Le charme discret de l’investissement dans les institutions de microfinance

Par Me CAMARA Lassiney - 14 février 2018

On n’est pas tous égaux quant à l’accès au crédit, au cœur de l’économie de marché, aussi bien dans les pays dits développés que dans les pays en voie d’émergence.

Avec la bénédiction de l’État, la microfinance ou la petite finance du pauvre, dirait-on, appelle à elle les exclus du système bancaire classique.
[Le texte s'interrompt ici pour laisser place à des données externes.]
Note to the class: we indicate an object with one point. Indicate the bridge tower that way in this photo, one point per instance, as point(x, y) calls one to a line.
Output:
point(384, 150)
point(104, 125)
En Côte d’Ivoire où elle est née à partir des années 1976, la microfinance est régie principalement par la loi 96-562 du 22 juillet 1996 portant réglementation des Institutions Mutualistes ou Coopératives d’Épargne et de Crédit dite IMCEC; son décret d’application n° 97-37 du 22 janvier 1997 et l’ordonnance n° 2011-367 du 3 novembre 2011 portant réglementation des Systèmes Financiers Décentralisés qui traduit un effort d’harmonisation impulsé par l’Union Économique et Monétaire Ouest Africain (UEMOA) et la Banque Centrale des États de l’Afrique de l’Ouest (BCEAO).

Afin de lutter contre la pauvreté et permettre aux populations faiblement endettées de financer leur activité à des coûts réduits, le législateur fiscal ivoirien soutient le secteur de la microfinance par un régime fiscal de faveur où foisonnent des exonérations largement consenties.

L’investisseur potentiel, voulant en outre paraître comme le bon samaritain, ne manquera surtout pas de se demander quelles sont la consistance et la portée de ces exonérations.Nous tenterons de répondre à cette question par l’examen des exonérations applicables aussi bien aux structures de microfinance ellesmêmes (I) qu’à l’investisseur (II).

I. Les exonérations fiscales applicables aux structures de microfinance en Côte d’Ivoire

Ces exonérations concernent aussi bien les impôts indirects (A) que les impôts directs (B).

A. Les exonérations d’impôts indirects

Au principal, l’exonération couvre la taxe sur les opérations bancaires et les droits d’enregistrement.

En effet, en application de l’article 398.9 du Code Général des Impôts (CGI), les structures de microfinance implantées en Côte d’Ivoire sont exonérées de la taxe sur les opérations bancaires au taux de 5% à raison de leurs opérations de collecte de l’épargne et de distribution du crédit y compris les paiements d’intérêts sur les crédits obtenus par leurs membres.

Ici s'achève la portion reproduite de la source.